Hatriot – From Days Unto Darkness
From Days Unto Darkness is a relentless pummeling of thrash metal’s best qualities
When it comes to Bay Area thrash metal, there are two bands that sit atop the mountain forever entwined to its history; Metallica and Exodus. Both bands linked together by Kirk Hammett, both bands crucial to the Bay Area’s most destructive form of music. Exodus may not have their name in lights as Metallica does, but Exodus’ influence cannot be mistaken- and many point to them as being the one true progenitor of Bay Area thrash. Hatriot, a band that was started by Exodus vocalist Steve Souza in 2011, are a real chip off the ol’ block. Surprisingly, it isn’t just musically that Hatriot follows suit from Exodus, its a family thing too. While Steve Souza left Hatriot in 2015, his sons Nick and Cody continue on percussions and guitars with the latter taking on vocal duties once the older Souza returned to Exodus.

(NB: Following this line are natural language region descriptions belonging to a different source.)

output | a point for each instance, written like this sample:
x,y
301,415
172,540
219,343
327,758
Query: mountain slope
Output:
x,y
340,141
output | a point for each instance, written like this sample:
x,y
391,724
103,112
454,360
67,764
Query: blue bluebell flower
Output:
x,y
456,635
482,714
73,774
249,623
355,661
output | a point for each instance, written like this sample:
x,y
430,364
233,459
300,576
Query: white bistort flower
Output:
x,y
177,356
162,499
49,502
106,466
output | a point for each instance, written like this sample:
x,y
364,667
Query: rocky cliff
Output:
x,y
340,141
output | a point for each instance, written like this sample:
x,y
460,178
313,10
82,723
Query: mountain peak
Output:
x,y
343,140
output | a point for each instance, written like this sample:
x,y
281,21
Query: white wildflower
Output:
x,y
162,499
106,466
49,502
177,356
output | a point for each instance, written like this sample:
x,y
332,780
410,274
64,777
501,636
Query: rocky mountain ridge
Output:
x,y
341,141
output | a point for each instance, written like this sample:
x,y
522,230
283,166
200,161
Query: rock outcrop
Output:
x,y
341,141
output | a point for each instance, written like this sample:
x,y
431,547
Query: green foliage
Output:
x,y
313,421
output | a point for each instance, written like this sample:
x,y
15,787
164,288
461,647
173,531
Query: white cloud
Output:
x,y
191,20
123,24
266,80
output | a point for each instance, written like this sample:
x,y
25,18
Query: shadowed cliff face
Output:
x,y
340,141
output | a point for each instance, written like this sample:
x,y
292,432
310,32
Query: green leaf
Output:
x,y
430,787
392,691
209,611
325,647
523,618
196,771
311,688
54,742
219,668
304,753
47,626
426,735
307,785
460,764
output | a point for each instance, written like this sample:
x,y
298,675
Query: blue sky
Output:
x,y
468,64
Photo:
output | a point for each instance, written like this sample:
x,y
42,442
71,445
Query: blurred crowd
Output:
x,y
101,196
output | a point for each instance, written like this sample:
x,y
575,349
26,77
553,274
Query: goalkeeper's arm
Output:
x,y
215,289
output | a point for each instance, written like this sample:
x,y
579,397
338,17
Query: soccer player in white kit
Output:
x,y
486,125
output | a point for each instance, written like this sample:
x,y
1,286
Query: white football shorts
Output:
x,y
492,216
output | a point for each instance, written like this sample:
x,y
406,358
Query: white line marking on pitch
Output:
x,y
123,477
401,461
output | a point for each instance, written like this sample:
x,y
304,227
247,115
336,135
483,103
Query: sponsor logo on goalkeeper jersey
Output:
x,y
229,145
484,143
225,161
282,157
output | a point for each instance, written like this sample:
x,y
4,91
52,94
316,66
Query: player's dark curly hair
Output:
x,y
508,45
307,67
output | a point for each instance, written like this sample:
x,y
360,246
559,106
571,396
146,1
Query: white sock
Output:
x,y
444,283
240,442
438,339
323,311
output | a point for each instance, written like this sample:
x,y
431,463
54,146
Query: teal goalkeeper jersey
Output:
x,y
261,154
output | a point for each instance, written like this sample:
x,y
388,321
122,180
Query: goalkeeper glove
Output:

Hatriot does more than just follow on the Exodus path; they’ve loudly carved their own slice of the thrash pie. Led by Kosta Varvatakis shredding guitar work and Cody Souza’s blistering (sometimes ominous) vocal work, Hatriot may have found their Fabulous Disaster, ironically, also three albums in.
From Days Unto Darkness is a relentless pummeling of thrash metal’s best qualities; machine gun percussion work (I’m a sucker for some great double bass drums), shredding guitars, soaring solos, and vocals that does the growling well, and the screaming even better. Tracks like “Organic Remains” and the blistering “Carnival of Execution” showcase the band’s ability to craft songs that are equal parts urgency and solid musicianship. Thematically, From Days Unto Darkness covers the usual thrash metal spread; the end times, death, destruction, and humanity’s failing graces- all done with equal breakneck, ear piercing destruction sonically. “World, Flesh & Devil” is perhaps the album’s best outing- a raging beast of a song, that if carnage could be written in music form, this is it incarnate. At 4:26, it is one of the shorter tracks of the release, but much of the album features in at the 6-7 minute mark- a trademark of thrash metal’s desire to not only showcase talent but to do it over extended periods.

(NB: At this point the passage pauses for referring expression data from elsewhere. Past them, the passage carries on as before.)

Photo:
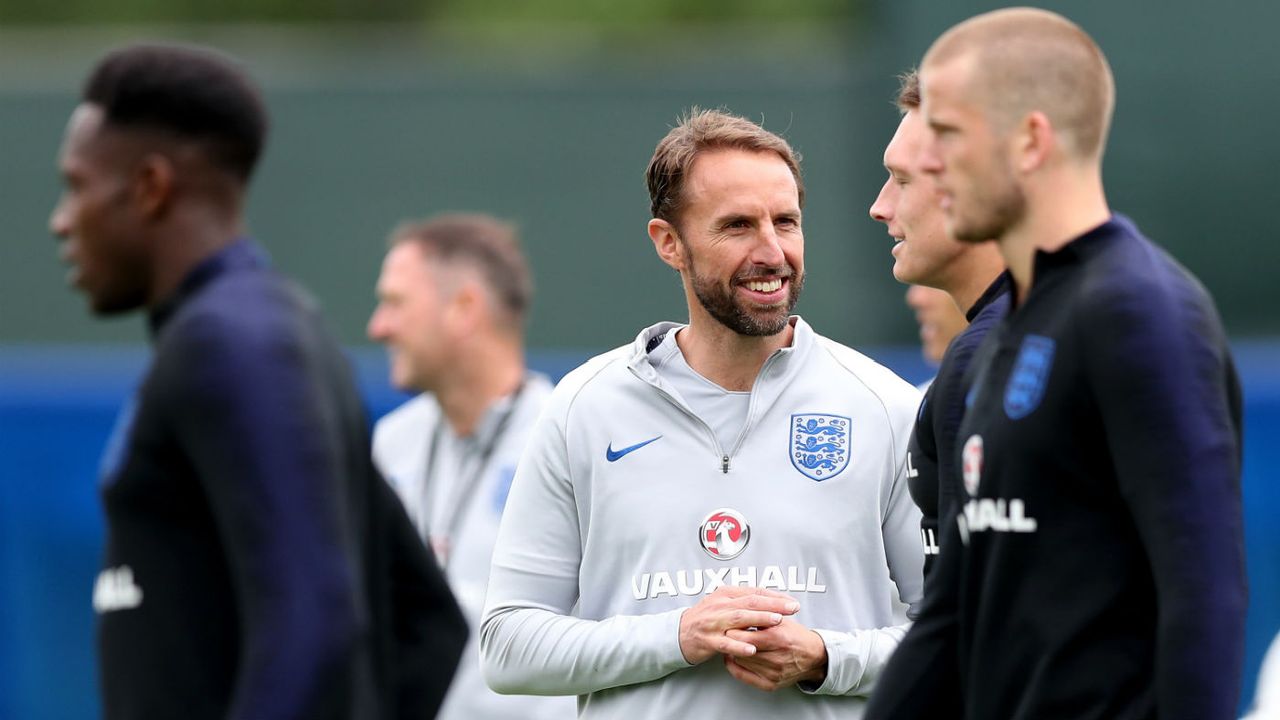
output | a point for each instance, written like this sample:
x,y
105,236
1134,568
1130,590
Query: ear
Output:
x,y
1034,142
666,241
154,185
465,308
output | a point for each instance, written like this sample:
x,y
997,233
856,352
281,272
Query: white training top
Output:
x,y
460,509
723,410
626,510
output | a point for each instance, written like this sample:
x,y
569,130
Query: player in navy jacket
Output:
x,y
1096,569
256,565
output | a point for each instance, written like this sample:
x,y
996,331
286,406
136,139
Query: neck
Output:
x,y
973,274
184,241
483,378
1059,210
726,358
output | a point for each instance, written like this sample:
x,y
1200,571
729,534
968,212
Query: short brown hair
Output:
x,y
1028,59
483,242
908,91
699,131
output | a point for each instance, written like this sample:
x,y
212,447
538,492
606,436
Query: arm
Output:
x,y
922,677
530,645
430,632
846,662
248,415
1170,406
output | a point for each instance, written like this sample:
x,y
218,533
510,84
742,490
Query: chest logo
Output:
x,y
1027,382
615,455
819,445
725,533
972,460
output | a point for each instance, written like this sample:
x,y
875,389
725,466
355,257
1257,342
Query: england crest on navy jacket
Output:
x,y
1031,374
819,445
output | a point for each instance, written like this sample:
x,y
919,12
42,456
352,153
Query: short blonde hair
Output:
x,y
696,132
1028,59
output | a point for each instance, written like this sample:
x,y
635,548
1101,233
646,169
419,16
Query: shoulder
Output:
x,y
1133,286
243,311
595,378
415,418
892,391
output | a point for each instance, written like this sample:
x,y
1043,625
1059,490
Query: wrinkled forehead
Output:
x,y
903,151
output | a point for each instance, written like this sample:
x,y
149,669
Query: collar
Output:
x,y
240,255
1082,247
785,361
1001,285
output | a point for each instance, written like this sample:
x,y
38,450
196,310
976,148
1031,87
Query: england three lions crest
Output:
x,y
819,445
1031,374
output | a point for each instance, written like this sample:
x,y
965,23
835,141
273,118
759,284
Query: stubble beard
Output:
x,y
721,304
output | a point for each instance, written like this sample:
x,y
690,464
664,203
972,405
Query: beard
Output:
x,y
996,209
721,302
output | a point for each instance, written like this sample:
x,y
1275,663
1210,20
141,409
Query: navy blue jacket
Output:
x,y
1097,566
256,564
936,487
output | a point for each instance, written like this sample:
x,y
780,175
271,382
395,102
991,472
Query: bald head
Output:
x,y
1027,60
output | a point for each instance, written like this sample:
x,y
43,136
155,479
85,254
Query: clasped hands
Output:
x,y
753,630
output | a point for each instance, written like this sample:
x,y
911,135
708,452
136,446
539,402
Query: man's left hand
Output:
x,y
786,654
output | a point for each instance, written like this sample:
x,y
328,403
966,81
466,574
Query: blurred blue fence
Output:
x,y
58,405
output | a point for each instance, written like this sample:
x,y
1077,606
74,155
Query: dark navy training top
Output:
x,y
256,565
935,488
1097,566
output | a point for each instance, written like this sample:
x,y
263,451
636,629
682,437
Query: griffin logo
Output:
x,y
725,533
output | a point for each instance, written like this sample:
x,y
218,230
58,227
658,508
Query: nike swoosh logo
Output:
x,y
615,455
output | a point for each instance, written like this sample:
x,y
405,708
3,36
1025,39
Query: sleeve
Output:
x,y
922,677
856,659
250,413
923,474
429,630
529,641
1170,405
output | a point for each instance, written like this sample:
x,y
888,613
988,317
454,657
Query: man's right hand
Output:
x,y
703,627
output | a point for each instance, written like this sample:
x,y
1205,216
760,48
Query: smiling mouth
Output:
x,y
764,286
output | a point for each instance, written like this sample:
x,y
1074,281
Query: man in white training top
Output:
x,y
714,519
452,299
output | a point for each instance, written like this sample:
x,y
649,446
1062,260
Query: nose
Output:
x,y
376,327
768,250
59,224
882,210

What the album lacks perhaps is that one magnum opus of a track. Sure, it’s not easy for any band to write “Master of Puppets”, but From Days Unto Darkness rarely takes a breather. It’s mostly positive, but while Master had at times, slow interludes to let you catch your breath, Hatriot takes absolutely no prisoners- staying true to their thrash metal heritage. If you’re not quite up for it, this album will hammer you into a stupor.
The halcyon days of Bay Area thrash metal may be long resigned to nostalgic documentaries, but Hatriot are not interested in just being a throwback to their roots. From Days Unto Darkness is not for the weak and if this is the sign that thrash metal is alive and kicking, then the future and present are in damn good hands.